Numerosas histórias sobre o quarto proibido, e outras semelhantes, falam da grande importância de um fator como a curiosidade. Obviamente, essa qualidade, na maioria das vezes encorajada na sociedade, na realidade, nem sempre é inequivocamente colorida em cores claras. E também deve estar sob controle. Existem alguns tipos de curiosidade que exigem imperativamente saber o que está dentro do objeto, independentemente dos desejos do próprio objeto. É isso que está por trás da curiosidade das crianças que arrancam as asas das borboletas e, segundo pesquisas de psicanalistas, pode estar por trás dos chamados crimes desmotivados. Que são realmente muito motivados, exceto que seus motivos estão escondidos no abismo do inconsciente. Em essência, isso não é nem mesmo curiosidade, mas uma intrusão narcísica no objeto.
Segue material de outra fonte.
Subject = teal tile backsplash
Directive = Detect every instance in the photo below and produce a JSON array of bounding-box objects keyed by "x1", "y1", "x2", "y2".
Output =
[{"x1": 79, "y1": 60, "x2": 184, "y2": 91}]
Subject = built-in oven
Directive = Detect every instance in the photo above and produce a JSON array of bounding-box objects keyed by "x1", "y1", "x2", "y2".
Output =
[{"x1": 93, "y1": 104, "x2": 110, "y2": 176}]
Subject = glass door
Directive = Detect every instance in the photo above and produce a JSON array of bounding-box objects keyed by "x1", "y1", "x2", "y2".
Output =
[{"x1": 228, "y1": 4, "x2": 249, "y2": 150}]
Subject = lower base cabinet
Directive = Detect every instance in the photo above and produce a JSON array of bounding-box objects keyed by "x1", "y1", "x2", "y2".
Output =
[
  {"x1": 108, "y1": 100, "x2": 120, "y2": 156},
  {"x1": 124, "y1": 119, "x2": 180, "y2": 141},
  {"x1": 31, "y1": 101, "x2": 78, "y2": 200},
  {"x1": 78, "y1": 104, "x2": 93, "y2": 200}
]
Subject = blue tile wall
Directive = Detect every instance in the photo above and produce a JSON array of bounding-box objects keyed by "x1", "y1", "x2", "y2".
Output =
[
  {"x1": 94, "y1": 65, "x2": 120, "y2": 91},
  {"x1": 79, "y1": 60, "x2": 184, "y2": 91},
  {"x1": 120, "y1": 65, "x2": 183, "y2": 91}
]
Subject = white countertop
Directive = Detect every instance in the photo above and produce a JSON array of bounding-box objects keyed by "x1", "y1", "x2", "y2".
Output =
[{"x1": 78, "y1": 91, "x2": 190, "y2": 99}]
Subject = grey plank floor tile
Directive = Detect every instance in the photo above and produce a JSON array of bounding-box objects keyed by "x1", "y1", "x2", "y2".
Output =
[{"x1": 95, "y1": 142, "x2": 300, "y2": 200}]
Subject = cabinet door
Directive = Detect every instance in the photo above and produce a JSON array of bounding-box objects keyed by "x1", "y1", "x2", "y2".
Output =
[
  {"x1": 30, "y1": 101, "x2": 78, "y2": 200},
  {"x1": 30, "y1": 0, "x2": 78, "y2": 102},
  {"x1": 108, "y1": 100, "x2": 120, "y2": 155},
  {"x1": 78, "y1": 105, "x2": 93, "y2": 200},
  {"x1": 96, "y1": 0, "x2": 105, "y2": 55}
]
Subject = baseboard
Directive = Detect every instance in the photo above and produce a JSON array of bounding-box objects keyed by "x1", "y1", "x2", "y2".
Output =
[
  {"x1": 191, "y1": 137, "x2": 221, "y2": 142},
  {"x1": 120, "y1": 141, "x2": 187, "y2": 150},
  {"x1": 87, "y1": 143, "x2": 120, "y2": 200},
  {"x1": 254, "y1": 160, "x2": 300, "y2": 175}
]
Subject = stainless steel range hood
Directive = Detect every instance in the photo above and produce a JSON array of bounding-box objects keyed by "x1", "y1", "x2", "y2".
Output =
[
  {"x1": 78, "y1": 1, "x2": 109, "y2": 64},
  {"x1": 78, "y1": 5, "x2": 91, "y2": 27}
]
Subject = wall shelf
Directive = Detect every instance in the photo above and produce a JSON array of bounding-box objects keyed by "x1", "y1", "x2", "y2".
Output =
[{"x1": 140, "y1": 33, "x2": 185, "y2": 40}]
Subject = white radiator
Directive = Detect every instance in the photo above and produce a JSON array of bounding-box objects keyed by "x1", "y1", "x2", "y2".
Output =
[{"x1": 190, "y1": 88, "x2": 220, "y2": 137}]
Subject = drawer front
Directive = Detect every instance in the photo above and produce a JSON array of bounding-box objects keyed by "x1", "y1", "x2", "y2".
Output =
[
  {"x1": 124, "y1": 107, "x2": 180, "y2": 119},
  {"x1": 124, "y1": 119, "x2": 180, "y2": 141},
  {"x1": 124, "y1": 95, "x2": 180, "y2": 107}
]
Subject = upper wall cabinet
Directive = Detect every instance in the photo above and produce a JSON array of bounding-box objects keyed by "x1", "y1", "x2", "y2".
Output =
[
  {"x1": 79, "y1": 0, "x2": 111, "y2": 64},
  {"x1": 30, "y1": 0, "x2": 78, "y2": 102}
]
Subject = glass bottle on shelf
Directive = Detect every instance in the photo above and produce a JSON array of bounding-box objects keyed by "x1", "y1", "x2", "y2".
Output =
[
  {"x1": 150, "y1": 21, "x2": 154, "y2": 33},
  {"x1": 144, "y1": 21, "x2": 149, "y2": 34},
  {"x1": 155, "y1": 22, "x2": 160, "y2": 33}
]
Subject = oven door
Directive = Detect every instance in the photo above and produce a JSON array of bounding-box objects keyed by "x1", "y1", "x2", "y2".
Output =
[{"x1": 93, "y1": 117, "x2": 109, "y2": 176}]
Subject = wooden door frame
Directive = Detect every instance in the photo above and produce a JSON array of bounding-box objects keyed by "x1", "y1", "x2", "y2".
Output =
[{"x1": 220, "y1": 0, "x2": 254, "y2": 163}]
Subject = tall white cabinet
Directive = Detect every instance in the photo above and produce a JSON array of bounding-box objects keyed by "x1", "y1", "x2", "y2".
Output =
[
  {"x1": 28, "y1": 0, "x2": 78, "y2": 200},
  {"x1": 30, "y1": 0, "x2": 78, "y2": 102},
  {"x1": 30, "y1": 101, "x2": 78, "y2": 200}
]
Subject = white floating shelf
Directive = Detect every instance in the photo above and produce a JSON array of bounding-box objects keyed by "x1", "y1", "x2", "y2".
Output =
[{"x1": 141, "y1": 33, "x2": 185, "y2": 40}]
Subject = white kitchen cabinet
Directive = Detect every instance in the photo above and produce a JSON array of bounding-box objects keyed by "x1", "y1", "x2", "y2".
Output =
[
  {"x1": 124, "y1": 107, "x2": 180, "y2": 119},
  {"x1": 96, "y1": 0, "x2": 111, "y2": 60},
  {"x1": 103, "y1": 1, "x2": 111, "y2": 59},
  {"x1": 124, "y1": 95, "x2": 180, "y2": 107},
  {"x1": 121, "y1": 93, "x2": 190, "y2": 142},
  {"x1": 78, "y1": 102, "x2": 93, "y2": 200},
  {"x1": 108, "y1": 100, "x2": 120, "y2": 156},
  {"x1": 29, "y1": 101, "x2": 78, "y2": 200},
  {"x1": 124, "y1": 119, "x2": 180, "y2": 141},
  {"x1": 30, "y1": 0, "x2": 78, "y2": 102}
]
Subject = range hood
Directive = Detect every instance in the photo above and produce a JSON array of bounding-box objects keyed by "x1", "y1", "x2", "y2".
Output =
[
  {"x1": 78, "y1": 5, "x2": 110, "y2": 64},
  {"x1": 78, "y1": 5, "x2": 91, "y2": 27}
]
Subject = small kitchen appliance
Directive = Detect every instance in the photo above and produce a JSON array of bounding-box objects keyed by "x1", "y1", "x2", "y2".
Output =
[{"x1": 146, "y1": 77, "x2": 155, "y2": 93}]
Como sabem, Leonardo da Vinci, que guardou até a velhice a curiosidade infantil pelo mundo, teve entre as suas invenções uma máquina para cortar pernas. Não sabemos nada sobre o personagem do Barba-azul, mas as informações que a história de Gilles de Rais nos deixou confirma que desde a infância ele se distinguiu por uma mente muito curiosa. Mesmo assim, é improvável que a curiosidade seja a chave, muito provavelmente o anel em que essa chave está pendurada.
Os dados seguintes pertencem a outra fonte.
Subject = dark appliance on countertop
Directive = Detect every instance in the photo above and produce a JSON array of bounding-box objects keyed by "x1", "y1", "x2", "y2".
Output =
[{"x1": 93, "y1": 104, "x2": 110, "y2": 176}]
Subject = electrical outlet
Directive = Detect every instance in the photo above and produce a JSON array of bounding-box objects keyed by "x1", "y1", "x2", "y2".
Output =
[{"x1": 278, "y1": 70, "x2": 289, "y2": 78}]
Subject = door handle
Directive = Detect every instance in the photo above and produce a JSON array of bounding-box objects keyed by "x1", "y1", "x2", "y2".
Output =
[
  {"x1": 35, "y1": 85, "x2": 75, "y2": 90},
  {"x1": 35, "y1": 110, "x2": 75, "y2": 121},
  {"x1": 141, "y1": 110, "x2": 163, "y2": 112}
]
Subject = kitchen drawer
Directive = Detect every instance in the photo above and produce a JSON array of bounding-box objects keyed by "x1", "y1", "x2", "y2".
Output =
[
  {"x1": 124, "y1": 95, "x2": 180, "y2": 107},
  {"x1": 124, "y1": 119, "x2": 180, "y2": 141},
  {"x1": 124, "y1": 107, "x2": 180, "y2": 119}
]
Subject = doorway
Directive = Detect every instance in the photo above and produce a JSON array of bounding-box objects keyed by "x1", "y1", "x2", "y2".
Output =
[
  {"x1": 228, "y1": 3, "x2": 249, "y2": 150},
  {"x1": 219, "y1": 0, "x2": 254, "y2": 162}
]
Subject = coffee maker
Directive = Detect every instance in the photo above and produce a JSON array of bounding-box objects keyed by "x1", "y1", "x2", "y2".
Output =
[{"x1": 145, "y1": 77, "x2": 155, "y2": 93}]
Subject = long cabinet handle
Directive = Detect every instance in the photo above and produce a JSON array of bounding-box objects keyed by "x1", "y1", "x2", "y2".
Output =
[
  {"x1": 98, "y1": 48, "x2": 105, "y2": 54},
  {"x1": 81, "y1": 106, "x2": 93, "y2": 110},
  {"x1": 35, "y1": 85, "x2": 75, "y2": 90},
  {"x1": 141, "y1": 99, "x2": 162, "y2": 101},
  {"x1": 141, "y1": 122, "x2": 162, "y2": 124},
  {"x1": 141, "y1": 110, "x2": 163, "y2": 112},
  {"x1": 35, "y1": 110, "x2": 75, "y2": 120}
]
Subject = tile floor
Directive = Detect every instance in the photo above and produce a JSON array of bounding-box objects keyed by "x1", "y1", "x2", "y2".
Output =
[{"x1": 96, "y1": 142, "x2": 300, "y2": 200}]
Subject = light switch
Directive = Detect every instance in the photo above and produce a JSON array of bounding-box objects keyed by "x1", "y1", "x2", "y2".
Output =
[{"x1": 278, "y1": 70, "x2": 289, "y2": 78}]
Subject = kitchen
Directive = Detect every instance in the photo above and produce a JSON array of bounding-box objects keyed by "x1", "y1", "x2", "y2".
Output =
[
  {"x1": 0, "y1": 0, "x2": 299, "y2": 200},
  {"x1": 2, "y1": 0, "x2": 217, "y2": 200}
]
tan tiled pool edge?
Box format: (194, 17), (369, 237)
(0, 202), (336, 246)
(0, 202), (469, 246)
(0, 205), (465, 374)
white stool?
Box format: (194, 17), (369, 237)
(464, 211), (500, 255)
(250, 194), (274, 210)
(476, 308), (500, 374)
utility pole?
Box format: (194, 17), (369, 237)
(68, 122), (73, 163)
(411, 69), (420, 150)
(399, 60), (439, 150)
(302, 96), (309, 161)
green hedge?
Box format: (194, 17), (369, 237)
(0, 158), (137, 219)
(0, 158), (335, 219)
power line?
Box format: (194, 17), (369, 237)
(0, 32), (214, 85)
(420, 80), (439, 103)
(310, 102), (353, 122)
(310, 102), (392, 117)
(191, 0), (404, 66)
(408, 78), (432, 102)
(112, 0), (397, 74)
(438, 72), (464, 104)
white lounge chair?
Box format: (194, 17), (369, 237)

Embora a curiosidade seja um fator quase invariavelmente mencionado em todas essas histórias, elas ainda entram na sala da onipotência. Mesmo Eva sendo curiosa, a frase de Satanás a faz quebrar a proibição: “vocês serão como deuses”. A busca pela onipotência é o motivo principal e, obviamente, a chave para a porta proibida. A cultura é uma porta e uma fechadura, que ainda se abre com uma chave chamada desejo. Incluindo o desejo de onipotência. Gilles de Rais foi um homem culto e culto de seu tempo. E mesmo em sua juventude, ele colecionou uma coleção de manuscritos raros em seus castelos. Mas no final de sua vida, ele coletou outra coleção misteriosa, sobre a qual as testemunhas falaram no julgamento.
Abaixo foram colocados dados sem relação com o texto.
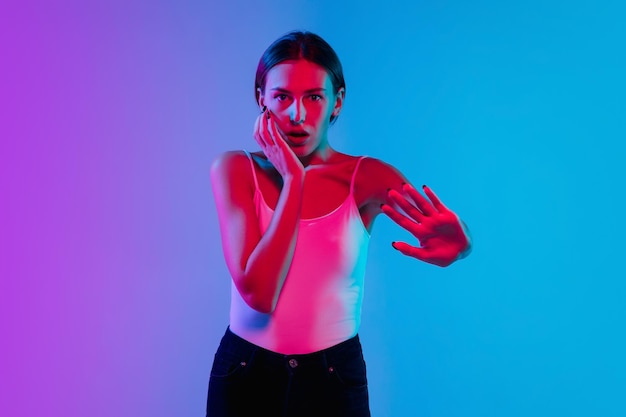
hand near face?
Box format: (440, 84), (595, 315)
(382, 184), (470, 266)
(254, 109), (304, 179)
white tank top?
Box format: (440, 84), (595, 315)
(230, 152), (369, 354)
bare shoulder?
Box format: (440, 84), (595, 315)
(211, 151), (250, 182)
(355, 157), (408, 207)
(358, 156), (406, 185)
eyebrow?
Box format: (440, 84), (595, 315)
(270, 87), (326, 93)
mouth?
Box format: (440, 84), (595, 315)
(287, 131), (309, 146)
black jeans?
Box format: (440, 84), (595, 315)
(207, 329), (370, 417)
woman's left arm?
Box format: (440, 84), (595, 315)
(381, 184), (472, 266)
(362, 158), (472, 267)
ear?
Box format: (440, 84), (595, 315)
(255, 88), (265, 109)
(332, 87), (346, 117)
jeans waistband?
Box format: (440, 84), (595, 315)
(220, 328), (363, 366)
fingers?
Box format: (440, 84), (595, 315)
(402, 184), (437, 216)
(267, 110), (286, 149)
(391, 242), (454, 267)
(391, 242), (430, 262)
(381, 204), (420, 236)
(387, 189), (424, 222)
(422, 185), (448, 212)
(253, 113), (267, 149)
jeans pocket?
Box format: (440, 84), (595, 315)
(211, 350), (251, 378)
(328, 355), (367, 388)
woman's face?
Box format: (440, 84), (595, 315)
(259, 59), (344, 157)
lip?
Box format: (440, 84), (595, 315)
(286, 130), (309, 146)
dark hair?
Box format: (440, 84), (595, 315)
(254, 31), (346, 123)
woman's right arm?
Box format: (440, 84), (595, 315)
(211, 110), (304, 313)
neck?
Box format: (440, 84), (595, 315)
(298, 142), (337, 168)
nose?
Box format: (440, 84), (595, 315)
(289, 100), (306, 125)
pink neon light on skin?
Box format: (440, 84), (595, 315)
(212, 59), (470, 324)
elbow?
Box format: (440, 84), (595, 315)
(244, 297), (276, 314)
(239, 280), (277, 314)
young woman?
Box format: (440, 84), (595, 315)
(207, 32), (470, 417)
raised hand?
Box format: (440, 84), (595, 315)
(254, 107), (304, 179)
(381, 184), (470, 266)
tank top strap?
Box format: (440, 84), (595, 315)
(243, 149), (259, 190)
(350, 156), (367, 195)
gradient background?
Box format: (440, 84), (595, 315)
(0, 0), (626, 417)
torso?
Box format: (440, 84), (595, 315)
(252, 152), (378, 231)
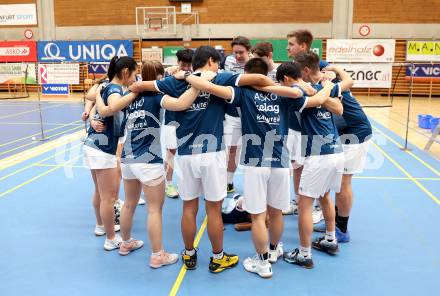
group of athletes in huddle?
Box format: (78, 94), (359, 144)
(83, 30), (372, 278)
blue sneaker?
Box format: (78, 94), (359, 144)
(313, 221), (326, 232)
(336, 227), (350, 243)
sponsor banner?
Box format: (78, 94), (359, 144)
(405, 64), (440, 82)
(338, 64), (393, 88)
(37, 40), (133, 62)
(0, 4), (37, 26)
(0, 63), (37, 84)
(163, 46), (184, 65)
(406, 41), (440, 62)
(38, 64), (79, 84)
(142, 47), (163, 63)
(41, 84), (69, 96)
(326, 39), (396, 63)
(87, 63), (109, 76)
(0, 41), (37, 62)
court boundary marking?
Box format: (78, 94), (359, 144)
(372, 125), (440, 176)
(371, 141), (440, 205)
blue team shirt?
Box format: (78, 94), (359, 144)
(121, 92), (164, 163)
(335, 90), (373, 144)
(156, 73), (238, 155)
(288, 85), (304, 132)
(84, 83), (124, 155)
(301, 84), (342, 157)
(231, 87), (306, 168)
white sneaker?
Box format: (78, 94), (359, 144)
(312, 206), (324, 224)
(104, 235), (122, 251)
(95, 225), (121, 236)
(283, 200), (298, 215)
(243, 255), (272, 278)
(269, 242), (283, 263)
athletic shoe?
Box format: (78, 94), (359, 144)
(283, 249), (313, 269)
(166, 184), (179, 198)
(182, 249), (197, 270)
(243, 255), (272, 279)
(104, 235), (122, 251)
(312, 206), (324, 224)
(312, 236), (339, 255)
(336, 227), (350, 243)
(209, 252), (238, 273)
(95, 225), (121, 236)
(283, 200), (298, 215)
(268, 242), (283, 264)
(119, 238), (144, 256)
(226, 183), (235, 193)
(150, 250), (179, 268)
(313, 221), (327, 232)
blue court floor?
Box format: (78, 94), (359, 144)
(0, 100), (84, 159)
(0, 103), (440, 296)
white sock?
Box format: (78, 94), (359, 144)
(325, 231), (336, 242)
(212, 251), (223, 260)
(185, 249), (196, 256)
(228, 172), (234, 184)
(299, 247), (312, 258)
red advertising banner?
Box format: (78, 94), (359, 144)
(0, 41), (37, 62)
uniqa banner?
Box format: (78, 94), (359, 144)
(37, 40), (133, 62)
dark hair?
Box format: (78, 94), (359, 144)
(141, 61), (165, 81)
(107, 56), (137, 81)
(192, 46), (222, 70)
(295, 51), (319, 72)
(251, 42), (273, 57)
(287, 30), (313, 50)
(176, 48), (194, 64)
(244, 58), (269, 75)
(277, 62), (301, 82)
(231, 36), (251, 51)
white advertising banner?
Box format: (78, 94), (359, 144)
(326, 39), (396, 63)
(338, 64), (393, 88)
(0, 63), (37, 84)
(0, 4), (37, 26)
(38, 64), (79, 84)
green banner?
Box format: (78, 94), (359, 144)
(163, 46), (184, 65)
(251, 39), (322, 62)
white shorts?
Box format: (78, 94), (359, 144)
(299, 153), (344, 198)
(342, 140), (370, 175)
(83, 145), (118, 170)
(121, 163), (165, 185)
(162, 124), (177, 149)
(177, 150), (227, 202)
(286, 128), (305, 169)
(223, 114), (242, 147)
(243, 166), (290, 214)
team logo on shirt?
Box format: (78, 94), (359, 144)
(254, 92), (280, 124)
(187, 91), (211, 112)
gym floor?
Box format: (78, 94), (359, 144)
(0, 98), (440, 295)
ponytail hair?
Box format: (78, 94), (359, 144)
(107, 56), (137, 81)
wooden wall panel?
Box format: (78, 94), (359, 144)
(0, 0), (37, 4)
(353, 0), (440, 23)
(55, 0), (333, 26)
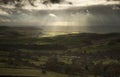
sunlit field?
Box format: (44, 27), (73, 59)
(0, 0), (120, 77)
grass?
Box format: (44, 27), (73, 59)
(0, 68), (68, 77)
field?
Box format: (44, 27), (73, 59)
(0, 26), (120, 77)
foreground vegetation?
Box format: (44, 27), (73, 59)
(0, 26), (120, 77)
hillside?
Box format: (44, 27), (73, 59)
(0, 26), (120, 76)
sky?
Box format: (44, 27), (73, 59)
(0, 0), (120, 36)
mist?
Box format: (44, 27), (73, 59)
(0, 0), (120, 36)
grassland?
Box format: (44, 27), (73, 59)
(0, 26), (120, 77)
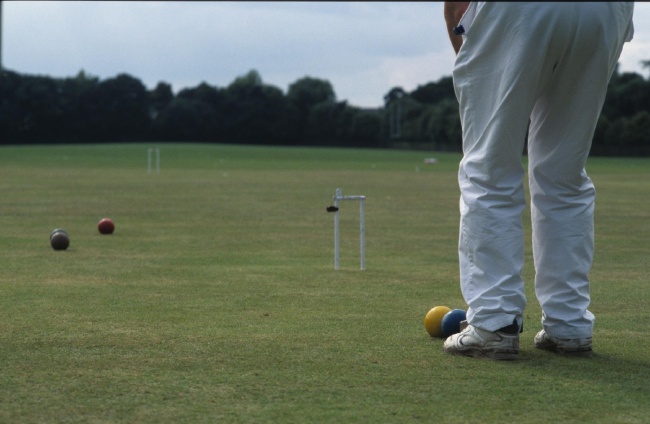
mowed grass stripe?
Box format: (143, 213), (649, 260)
(0, 144), (650, 423)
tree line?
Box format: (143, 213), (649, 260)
(0, 61), (650, 156)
Obviamente, seus desejos agressivos acabaram sendo mais fortes do que as proibições da cultura. Z. Freud em sua obra "Insatisfação com a cultura" escreve que o maior obstáculo no caminho para a cultura é a tendência à agressão de uma pessoa contra a outra. E ainda conecta a própria questão do destino da raça humana a saber se a cultura será capaz de conter o impulso humano primário de agressão e autodestruição. Ele está longe de ser otimista sobre isso. E termina o seu trabalho com a frase: “Mas quem pode prever o desfecho da luta e prever de quem estará a vitória? “O que é verdade para a humanidade como um todo é ainda mais importante para o indivíduo.

Tales of Forbidden Rooms fala sobre desejos agressivos, muito arcaicos e monstruosos para serem realizados pelo homem moderno. Em particular, estamos falando sobre o único desejo arcaico que é considerado derrotado pela cultura - sobre o canibalismo. E também sobre o desejo de onipotência, que estão trancados atrás da porta da cultura. Mas eles podem ser facilmente descobertos, desde que a pessoa tenha livre arbítrio. Em alguns contos russos sobre o armário proibido, o herói encontra ali uma serpente acorrentada à parede. Que está muito emaciado e pede para beber, já que não bebe há mil anos.

Mas se vale a pena o herói satisfazer esse desejo, você precisa pensar com cuidado. Portanto, para quem chega à porta proibida e estremece de curiosidade, seria bom saber que este é exatamente o estremecimento de objetos prestes a ganhar vida, e relembrar a advertência de F. Nietzsche: ele”.

Referências

Klein M. “Sobre o desenvolvimento da atividade mental”.

Propp V. Ya. “As raízes históricas do conto de fadas”.

Freud Z. Totem e tabu.

Freud Z. "Insatisfação com a cultura."

Freud Z. "Terrível".

Hinshelwood R. Dicionário de Psicanálise Kleinian.